Bulletin of the American Physical Society
71st Annual Meeting of the APS Division of Fluid Dynamics
Volume 63, Number 13
Sunday–Tuesday, November 18–20, 2018; Atlanta, Georgia
Session L19: Biological Fluid Dynamics: Collective Behavior and Microswimmers
4:05 PM–6:41 PM,
Monday, November 19, 2018
Georgia World Congress Center
Room: B306
Chair: David Hu, Georgia Institute of Technology
Abstract ID: BAPS.2018.DFD.L19.4
Abstract: L19.00004 : Stability of metric and topological flocking models under flow
4:44 PM–4:57 PM
Presenter:
Andrea Scagliarini
(Italian National Research Council, Institute for Applied Mathematics "Mauro Picone" (IAC-CNR))
Author:
Andrea Scagliarini
(Italian National Research Council, Institute for Applied Mathematics "Mauro Picone" (IAC-CNR))
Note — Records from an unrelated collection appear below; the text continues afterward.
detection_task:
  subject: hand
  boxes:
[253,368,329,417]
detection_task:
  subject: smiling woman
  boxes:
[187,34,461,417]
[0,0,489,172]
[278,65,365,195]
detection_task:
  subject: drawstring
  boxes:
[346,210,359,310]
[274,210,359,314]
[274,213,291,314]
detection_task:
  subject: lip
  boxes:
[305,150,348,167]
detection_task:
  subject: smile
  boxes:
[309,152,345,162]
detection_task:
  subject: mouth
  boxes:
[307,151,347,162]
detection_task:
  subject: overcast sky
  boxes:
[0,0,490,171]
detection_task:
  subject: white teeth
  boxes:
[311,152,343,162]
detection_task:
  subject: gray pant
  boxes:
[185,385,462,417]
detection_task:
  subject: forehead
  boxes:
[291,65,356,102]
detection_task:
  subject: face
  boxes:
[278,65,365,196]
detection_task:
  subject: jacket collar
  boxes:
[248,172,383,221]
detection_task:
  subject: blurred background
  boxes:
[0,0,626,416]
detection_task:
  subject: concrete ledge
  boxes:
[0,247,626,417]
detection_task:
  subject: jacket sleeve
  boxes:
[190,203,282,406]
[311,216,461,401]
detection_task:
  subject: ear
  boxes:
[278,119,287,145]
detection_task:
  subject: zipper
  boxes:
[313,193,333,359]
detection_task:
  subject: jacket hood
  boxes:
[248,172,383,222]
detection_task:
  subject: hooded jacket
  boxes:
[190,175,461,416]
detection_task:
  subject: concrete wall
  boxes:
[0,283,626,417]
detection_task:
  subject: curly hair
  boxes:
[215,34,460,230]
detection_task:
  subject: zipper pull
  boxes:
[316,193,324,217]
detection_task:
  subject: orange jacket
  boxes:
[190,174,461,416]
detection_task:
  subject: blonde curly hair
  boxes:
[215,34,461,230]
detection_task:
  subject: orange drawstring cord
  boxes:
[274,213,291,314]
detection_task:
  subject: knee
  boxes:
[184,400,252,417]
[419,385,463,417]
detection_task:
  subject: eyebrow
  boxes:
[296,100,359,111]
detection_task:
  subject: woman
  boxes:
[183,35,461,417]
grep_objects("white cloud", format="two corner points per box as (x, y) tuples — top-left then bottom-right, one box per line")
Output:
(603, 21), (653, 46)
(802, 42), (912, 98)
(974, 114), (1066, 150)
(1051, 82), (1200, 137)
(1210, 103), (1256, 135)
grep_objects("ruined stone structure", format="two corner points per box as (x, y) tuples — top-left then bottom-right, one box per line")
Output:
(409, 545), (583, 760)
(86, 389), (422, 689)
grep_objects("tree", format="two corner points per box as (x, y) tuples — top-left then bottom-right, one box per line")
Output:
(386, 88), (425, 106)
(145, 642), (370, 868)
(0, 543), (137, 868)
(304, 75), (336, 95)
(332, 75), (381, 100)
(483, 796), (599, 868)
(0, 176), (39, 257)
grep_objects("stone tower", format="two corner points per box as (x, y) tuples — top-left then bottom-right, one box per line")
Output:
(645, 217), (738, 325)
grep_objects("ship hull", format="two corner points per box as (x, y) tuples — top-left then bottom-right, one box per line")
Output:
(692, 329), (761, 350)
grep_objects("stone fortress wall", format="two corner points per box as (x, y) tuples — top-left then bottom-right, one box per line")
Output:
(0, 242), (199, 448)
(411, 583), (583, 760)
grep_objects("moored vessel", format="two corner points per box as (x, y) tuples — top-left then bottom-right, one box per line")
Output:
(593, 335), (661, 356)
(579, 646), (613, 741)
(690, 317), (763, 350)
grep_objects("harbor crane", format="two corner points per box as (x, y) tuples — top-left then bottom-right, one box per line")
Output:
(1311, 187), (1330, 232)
Aggregation of living organisms (as in, e.g., bird flocks, fish schools, insect swarms) is one of the most spectacular manifestations of self-organisation in Nature, with crucial implications for evolutionary biology, ecology and robotics. Agent-based models with simple social interaction rules have proven successful in reproducing some properties of flocking. Despite in most of these systems the individuals move in complex fluid environments, the role of the underlying fluid motion has been so far greatly overlooked. We simulate numerically metric (distance-based) and topological (nearest-neighbours based) flocking models of Lagrangian point-like particles performing autonomous motion and advected by vortical flows (stationary and oscillatory Taylor-Green vortex). We study the transition to flocking and the distribution of cluster sizes at changing the ratio of particle proper velocity and fluid reference velocity. We find that clusters emerge more easily in the metric model, but the topological one shows a greater tendency to form a single, large, flock. Moreover, we observe that the presence/absence of fluid flow selects a specific number of nearest neighbours within the topological approach. Finally, the stability of an initiliased cluster is addressed.